I’m in my late twenties, I don’t have a degree (yet), I don’t have a fancy career (though this could turn into one if it weren’t for my plans as a writer), I’m not wealthy, I don’t own a home, I’m unmarried, and I’m childless. And I’m the happiest I’ve ever been in my life. I’ve begun to take risks, to write, make videos, take photographs, and share with the world as if nobody I know personally is even looking my way. It’s launched me into a part of my life I feared I wouldn’t see for another couple of decades, just to be scorned and pointed at for having a “mid-life crisis,” whatever that means. It’s paved a path for genuine relationships, old friendships to hold dear and new friendships I never would have found had I continued playing it safe.
For the first time ever, I’m most grateful to have hung onto the strangeness I suppressed for so long. This weird little life I’ve created is everything I’ve ever wanted and more, and I have zero concern for what anybody thinks of any of it. It’s the purest form of freedom I’ve ever experienced. Everyone deserves this sense of fulfillment, and it’s only the first small peak of many to be climbed.

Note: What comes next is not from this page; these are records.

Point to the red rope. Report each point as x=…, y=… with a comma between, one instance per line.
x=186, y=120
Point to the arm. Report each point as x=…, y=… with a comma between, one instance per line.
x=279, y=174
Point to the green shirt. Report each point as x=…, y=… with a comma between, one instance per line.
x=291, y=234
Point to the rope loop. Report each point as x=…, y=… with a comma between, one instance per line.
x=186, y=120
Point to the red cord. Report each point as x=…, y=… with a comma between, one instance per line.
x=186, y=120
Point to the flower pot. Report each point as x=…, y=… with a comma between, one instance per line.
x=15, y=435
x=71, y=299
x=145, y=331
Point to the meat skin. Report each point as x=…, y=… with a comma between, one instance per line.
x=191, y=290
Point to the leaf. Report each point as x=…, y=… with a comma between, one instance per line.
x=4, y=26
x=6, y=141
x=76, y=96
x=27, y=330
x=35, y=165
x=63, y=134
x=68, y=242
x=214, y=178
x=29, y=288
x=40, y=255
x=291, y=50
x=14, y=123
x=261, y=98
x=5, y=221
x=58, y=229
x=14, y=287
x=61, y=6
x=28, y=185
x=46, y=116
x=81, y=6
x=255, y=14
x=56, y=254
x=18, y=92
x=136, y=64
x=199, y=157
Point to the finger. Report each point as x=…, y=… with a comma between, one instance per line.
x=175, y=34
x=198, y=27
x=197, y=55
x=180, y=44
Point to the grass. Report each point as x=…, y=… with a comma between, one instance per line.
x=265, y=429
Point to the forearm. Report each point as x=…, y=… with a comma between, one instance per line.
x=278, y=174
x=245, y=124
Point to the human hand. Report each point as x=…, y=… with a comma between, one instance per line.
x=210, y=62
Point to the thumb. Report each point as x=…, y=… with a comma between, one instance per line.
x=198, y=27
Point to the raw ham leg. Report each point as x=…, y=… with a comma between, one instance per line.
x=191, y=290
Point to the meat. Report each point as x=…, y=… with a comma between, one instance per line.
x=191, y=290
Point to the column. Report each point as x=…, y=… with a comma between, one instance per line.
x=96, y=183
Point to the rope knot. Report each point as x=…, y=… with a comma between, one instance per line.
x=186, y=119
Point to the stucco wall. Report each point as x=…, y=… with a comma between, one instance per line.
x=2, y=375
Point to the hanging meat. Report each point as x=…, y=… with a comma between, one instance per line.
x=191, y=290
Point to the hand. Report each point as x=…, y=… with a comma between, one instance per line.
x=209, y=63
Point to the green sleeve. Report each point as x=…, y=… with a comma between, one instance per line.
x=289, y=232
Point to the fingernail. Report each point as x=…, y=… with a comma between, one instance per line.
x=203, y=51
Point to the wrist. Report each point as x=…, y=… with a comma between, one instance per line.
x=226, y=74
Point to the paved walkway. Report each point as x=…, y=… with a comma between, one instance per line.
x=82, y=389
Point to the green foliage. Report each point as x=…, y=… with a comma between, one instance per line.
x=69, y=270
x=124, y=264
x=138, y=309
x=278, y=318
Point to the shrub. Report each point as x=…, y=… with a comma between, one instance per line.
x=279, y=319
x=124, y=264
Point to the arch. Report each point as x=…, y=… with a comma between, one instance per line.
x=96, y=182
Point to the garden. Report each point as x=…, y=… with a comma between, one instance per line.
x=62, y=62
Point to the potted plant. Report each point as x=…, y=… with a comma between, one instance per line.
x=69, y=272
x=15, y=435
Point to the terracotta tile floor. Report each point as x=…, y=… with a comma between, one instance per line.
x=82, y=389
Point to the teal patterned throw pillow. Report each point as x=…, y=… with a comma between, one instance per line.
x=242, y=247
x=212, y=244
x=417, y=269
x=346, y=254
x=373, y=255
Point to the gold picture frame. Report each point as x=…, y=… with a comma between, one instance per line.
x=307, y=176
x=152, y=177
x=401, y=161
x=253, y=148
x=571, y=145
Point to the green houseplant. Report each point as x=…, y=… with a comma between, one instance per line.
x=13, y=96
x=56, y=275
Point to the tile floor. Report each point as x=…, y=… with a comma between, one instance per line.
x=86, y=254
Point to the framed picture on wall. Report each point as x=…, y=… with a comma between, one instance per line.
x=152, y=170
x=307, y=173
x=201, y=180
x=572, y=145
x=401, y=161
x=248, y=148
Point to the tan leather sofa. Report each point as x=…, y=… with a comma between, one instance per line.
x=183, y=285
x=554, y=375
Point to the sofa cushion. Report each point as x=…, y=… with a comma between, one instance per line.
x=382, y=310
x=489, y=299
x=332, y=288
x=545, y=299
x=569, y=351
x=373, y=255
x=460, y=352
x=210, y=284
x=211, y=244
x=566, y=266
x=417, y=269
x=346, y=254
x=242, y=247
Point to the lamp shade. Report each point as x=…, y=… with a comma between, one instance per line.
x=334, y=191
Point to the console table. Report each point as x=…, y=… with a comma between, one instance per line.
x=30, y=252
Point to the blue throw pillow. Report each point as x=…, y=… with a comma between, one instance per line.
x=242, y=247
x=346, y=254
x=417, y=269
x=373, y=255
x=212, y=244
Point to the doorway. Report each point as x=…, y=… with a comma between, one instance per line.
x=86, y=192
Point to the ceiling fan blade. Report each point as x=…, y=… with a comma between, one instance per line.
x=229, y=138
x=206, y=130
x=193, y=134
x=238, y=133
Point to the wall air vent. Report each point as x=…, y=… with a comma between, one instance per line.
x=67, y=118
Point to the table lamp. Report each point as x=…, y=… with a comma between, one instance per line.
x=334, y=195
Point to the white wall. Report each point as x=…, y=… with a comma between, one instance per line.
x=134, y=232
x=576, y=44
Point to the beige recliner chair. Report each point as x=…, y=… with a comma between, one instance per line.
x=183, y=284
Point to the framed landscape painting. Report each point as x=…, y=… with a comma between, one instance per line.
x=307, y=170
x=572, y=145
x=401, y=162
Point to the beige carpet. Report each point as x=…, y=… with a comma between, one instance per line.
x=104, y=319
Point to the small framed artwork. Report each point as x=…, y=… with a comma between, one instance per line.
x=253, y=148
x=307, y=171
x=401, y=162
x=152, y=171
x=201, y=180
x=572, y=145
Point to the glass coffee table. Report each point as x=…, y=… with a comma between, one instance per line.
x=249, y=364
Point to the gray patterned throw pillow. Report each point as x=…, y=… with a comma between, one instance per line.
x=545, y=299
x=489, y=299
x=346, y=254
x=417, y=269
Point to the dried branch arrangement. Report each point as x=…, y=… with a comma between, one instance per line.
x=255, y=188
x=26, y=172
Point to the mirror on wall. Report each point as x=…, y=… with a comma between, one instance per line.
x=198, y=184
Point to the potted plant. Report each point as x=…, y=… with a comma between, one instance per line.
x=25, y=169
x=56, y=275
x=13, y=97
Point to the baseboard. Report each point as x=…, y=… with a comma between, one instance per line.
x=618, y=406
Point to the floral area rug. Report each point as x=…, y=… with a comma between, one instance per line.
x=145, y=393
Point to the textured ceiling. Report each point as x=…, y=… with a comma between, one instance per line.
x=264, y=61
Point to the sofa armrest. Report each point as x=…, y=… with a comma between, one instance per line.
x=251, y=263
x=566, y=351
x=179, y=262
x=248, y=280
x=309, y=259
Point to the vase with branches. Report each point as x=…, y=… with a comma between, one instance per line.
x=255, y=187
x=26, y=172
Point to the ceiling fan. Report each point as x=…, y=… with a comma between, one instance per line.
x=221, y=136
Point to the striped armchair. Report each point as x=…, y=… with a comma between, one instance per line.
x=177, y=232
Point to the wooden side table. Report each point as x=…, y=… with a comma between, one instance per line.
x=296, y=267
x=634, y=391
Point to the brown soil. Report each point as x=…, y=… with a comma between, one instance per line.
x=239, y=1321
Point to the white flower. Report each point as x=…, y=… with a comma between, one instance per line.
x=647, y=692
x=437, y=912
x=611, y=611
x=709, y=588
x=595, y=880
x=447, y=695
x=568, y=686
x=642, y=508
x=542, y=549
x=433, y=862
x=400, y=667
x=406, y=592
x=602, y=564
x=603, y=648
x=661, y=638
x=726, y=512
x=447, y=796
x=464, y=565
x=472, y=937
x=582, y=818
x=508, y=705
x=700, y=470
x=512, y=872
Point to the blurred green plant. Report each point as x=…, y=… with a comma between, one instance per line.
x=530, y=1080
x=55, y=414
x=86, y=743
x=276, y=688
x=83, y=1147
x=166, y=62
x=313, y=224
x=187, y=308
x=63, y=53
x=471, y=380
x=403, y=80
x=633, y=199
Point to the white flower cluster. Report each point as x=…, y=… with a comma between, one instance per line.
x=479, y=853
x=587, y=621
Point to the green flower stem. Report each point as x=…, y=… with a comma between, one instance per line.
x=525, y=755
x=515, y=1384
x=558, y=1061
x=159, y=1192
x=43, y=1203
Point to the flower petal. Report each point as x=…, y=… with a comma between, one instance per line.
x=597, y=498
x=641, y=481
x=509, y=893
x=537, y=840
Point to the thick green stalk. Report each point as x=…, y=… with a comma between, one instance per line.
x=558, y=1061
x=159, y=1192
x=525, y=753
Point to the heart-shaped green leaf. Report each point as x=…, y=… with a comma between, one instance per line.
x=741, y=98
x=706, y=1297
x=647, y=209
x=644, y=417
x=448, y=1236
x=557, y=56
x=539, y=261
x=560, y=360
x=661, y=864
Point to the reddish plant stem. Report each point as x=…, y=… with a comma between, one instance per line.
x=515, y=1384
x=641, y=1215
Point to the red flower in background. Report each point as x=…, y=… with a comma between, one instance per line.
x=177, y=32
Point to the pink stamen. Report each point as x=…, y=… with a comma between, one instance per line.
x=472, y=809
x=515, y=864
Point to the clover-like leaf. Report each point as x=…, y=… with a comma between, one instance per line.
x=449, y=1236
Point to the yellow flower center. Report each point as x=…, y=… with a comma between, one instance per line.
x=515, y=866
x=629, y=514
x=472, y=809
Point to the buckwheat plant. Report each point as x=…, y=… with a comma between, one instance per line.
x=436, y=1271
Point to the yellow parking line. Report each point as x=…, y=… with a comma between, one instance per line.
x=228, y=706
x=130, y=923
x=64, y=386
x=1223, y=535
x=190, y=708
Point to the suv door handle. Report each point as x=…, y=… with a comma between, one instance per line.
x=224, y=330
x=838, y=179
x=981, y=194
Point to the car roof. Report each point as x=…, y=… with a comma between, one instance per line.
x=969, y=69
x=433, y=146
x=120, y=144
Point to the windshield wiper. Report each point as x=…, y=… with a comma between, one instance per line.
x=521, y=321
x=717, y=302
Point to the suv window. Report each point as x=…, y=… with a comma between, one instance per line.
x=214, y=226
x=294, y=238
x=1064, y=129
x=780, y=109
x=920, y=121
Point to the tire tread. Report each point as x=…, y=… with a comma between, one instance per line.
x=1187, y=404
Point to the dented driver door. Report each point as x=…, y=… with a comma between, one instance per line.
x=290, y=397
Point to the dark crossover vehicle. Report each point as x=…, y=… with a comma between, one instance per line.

I had searched for this light my entire life, this light that glows ember in the dawn and silver in the night. It guides me, soothes me, and it adrenalizes me when necessary. It’s a light I thought I’d find here in Hawai’i, and though it did take coming here to find it, the light was never physically here. It was always within me, lying dormant and waiting patiently for its time to shine.
I turn twenty-seven in fourteen days. This is the entrance into the prime of my life, the pathway lit up by the light of my soul, and I am the happiest woman alive to listen to it and follow it and see where it takes me.